Now, Obama has signed into law provisions essentially legalizing the kind of atrocities associated with fascistic military dictatorships, such as those spawned by the Pentagon and the CIA in Latin America, where thousands of workers, students and political opponents of these regimes—who were branded as terrorists—“disappeared” into secret detention and torture centers, never to be seen again.
The assault on the Constitution, the Bill of Rights and the centuries-old principle of habeas corpus, and the steady erection of the scaffolding for an American police state are not simply the outcome of the personal views or politics of either Bush or Obama.
The process is bound up with the social, economic and political contradictions of American capitalism. It has been developing in an uninterrupted fashion over the course of well over a decade.
In the 2000 election crisis, the Socialist Equality Party warned that the decision of the US Supreme Court to halt the counting of the ballots in Florida and install Bush as president, despite his losing the popular vote, made clear that there existed no significant constituency for democratic rights in the American ruling elite and its political system.
This assessment has been confirmed in spades over the last 11 years. Using the September 11 attacks as a pretext, the government set up a vast apparatus of domestic spying, enacted the Patriot Act, founded the Department of Homeland Security, created the Pentagon’s Northern Command that cleared the way for the use of the military in the US itself, and established a global network of CIA-run detention and torture centers. More recently, the American people have witnessed the systematic and coordinated suppression of nationwide Occupy Wall Street protests by militarized police forces.
The mounting threat of dictatorship has deep historical roots. The post-World War II period has seen repeated and sustained attacks on democratic rights, ranging from the McCarthyite witch-hunts of the 1950s to the CIA-FBI spying and “dirty tricks” that culminated in the Watergate crisis in the 1970s.
These earlier assaults on constitutional rights, however, encountered significant resistance within the political establishment. President Harry Truman, for example, used his veto in an attempt to kill the 1950 McCarran Act, the last time legislation was passed giving the government powers of indefinite detention without trial. Truman called the legislation “a long step toward totalitarianism” and a “mockery of the Bill of Rights.”
What is perhaps most significant about the passage of the NDAA and its codification of indefinite detention is the lack of any significant opposition. The mass media and the political establishment passed over Obama’s signing of the bill in virtual silence.
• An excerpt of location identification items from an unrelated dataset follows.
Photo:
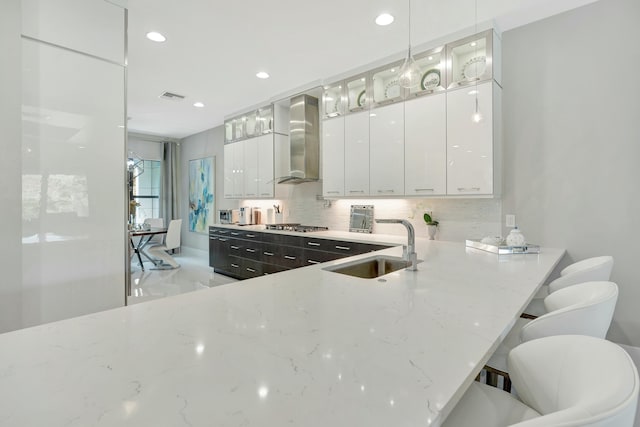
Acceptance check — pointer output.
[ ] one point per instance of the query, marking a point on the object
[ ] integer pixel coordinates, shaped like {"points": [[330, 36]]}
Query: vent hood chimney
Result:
{"points": [[304, 141]]}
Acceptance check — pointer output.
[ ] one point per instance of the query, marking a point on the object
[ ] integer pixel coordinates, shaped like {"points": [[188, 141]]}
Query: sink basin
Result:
{"points": [[370, 268]]}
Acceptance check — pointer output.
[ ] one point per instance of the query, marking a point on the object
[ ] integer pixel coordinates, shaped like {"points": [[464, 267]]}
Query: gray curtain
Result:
{"points": [[170, 182]]}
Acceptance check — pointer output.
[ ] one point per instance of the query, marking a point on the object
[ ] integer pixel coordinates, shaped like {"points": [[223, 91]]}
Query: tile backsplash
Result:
{"points": [[459, 219]]}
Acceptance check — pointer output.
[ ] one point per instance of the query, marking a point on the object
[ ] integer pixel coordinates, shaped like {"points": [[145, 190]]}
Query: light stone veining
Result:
{"points": [[306, 347]]}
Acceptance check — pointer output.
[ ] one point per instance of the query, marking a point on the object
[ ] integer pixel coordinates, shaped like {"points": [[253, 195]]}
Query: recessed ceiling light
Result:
{"points": [[156, 36], [384, 19]]}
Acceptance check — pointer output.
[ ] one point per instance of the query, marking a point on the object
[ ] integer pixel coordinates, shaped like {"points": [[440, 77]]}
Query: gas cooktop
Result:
{"points": [[295, 227]]}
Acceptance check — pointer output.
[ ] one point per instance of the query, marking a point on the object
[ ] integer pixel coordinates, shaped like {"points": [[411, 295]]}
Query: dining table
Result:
{"points": [[144, 237]]}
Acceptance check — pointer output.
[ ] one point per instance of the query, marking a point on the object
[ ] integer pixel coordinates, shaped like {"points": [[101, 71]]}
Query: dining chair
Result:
{"points": [[583, 309], [171, 241], [587, 270], [562, 380]]}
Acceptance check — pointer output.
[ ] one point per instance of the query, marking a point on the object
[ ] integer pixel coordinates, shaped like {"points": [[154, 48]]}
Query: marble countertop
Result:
{"points": [[306, 347]]}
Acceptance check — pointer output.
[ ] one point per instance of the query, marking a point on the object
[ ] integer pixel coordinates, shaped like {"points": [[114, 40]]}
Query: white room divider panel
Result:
{"points": [[73, 145]]}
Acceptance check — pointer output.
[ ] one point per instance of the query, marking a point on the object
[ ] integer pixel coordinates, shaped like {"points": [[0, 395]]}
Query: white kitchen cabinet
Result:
{"points": [[471, 146], [234, 170], [265, 166], [425, 155], [333, 157], [356, 154], [250, 167], [387, 150]]}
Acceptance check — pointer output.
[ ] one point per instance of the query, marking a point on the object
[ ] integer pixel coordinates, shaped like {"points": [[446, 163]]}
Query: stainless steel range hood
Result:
{"points": [[304, 141]]}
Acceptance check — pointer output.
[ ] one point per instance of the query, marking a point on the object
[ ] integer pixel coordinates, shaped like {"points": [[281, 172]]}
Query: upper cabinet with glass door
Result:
{"points": [[432, 72], [357, 99], [385, 88], [333, 100], [472, 60]]}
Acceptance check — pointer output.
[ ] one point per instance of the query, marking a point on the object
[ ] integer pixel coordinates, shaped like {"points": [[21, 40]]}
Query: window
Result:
{"points": [[145, 189]]}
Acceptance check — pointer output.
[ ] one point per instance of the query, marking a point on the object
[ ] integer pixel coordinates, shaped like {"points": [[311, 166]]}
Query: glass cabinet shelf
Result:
{"points": [[385, 87], [265, 119], [470, 60], [357, 93], [332, 100], [432, 69]]}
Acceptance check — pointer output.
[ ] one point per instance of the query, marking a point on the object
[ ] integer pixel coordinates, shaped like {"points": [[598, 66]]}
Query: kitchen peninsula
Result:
{"points": [[304, 347]]}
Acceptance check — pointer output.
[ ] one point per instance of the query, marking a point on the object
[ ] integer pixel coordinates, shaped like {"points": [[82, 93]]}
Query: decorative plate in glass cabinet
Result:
{"points": [[332, 100], [357, 93], [470, 59], [432, 66], [385, 87]]}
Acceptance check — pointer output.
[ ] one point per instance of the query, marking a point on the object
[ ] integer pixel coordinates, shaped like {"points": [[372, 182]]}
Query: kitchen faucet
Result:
{"points": [[409, 251]]}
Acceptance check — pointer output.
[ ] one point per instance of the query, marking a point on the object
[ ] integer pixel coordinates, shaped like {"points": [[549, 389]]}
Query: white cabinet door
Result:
{"points": [[387, 150], [470, 144], [333, 157], [250, 175], [229, 171], [356, 154], [426, 146], [265, 165]]}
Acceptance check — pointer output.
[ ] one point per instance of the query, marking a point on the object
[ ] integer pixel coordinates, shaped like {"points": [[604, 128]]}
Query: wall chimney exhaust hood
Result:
{"points": [[304, 141]]}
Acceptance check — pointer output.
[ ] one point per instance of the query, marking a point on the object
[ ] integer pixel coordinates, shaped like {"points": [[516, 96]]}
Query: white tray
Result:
{"points": [[504, 250]]}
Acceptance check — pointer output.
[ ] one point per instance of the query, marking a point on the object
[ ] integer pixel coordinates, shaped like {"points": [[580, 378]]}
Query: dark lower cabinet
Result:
{"points": [[247, 254]]}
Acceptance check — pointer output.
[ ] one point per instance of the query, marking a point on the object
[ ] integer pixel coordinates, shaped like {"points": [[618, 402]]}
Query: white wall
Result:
{"points": [[10, 166], [572, 140]]}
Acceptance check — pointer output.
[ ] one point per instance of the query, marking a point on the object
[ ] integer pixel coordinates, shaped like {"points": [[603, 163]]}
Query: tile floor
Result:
{"points": [[194, 274]]}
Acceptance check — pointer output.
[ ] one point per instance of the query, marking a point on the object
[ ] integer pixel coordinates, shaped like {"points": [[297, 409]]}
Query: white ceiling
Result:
{"points": [[214, 48]]}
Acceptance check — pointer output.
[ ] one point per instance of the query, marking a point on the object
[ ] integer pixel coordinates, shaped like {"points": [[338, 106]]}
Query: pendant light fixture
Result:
{"points": [[476, 117], [409, 72]]}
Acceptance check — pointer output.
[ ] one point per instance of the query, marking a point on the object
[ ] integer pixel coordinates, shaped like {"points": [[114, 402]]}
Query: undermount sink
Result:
{"points": [[370, 268]]}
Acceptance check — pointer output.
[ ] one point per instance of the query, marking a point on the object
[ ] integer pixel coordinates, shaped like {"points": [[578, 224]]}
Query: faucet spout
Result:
{"points": [[410, 254]]}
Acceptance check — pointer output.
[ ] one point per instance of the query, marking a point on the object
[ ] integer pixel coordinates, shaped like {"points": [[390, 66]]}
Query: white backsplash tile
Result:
{"points": [[459, 219]]}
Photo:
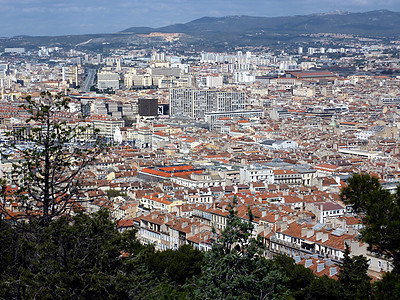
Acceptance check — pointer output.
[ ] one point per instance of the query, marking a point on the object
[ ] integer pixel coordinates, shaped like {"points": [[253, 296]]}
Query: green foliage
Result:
{"points": [[50, 168], [235, 268], [179, 265], [300, 277], [353, 278], [379, 211], [324, 288], [388, 287], [78, 258]]}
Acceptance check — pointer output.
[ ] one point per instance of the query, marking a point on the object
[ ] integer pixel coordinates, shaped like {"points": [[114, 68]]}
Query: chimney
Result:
{"points": [[332, 271], [310, 233], [325, 237], [320, 267], [303, 231], [284, 226], [308, 263]]}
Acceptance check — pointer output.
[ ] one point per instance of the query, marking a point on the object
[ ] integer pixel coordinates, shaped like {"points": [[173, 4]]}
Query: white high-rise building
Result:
{"points": [[194, 103]]}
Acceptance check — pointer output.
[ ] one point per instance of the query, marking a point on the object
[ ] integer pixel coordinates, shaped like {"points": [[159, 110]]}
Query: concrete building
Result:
{"points": [[195, 103], [107, 80]]}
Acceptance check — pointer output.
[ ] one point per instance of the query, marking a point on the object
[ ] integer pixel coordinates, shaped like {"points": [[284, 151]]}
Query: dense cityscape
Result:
{"points": [[280, 130]]}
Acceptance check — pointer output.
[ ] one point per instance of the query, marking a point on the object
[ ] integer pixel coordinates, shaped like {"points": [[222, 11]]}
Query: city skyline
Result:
{"points": [[44, 17]]}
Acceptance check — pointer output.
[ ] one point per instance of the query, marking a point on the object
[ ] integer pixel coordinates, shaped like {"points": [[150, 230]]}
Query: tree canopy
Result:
{"points": [[49, 166], [379, 211]]}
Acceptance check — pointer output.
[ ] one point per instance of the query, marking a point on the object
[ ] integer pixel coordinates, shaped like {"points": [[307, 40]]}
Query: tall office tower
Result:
{"points": [[194, 103], [311, 51], [107, 80]]}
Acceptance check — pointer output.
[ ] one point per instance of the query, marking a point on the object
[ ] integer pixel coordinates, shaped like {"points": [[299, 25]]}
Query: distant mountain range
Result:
{"points": [[209, 32], [378, 22]]}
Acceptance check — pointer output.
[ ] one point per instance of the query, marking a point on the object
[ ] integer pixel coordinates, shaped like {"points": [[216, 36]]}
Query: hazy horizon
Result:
{"points": [[50, 18]]}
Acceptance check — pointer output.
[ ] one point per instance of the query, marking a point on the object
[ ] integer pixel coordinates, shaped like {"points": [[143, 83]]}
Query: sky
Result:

This shift is bound up with fundamental changes in the structure of US society—in particular, the unprecedented growth of social inequality. This gulf, dividing the billionaires and multi-millionaires that make up the top one percent from the great mass of working people, is incompatible with even the pretense of democracy.
With American and world capitalism confronting a historic breakdown, the ruling class, which controls both the Democratic and Republican parties, is prepared to employ whatever means are required—including those of police-state dictatorship—to defend its monopoly of wealth and power against a resurgence of class struggle. Similar developments are taking place throughout Europe and internationally under the impact of the global crisis.
The defense of democratic rights is inseparable from the fight to defend jobs and living standards and is impossible today without a direct assault on the immense concentration of wealth in the hands of a financial oligarchy.
Such a struggle can be mounted only by means of the independent political mobilization of the working class for the reorganization of economic life on the basis of social need, rather than private profit.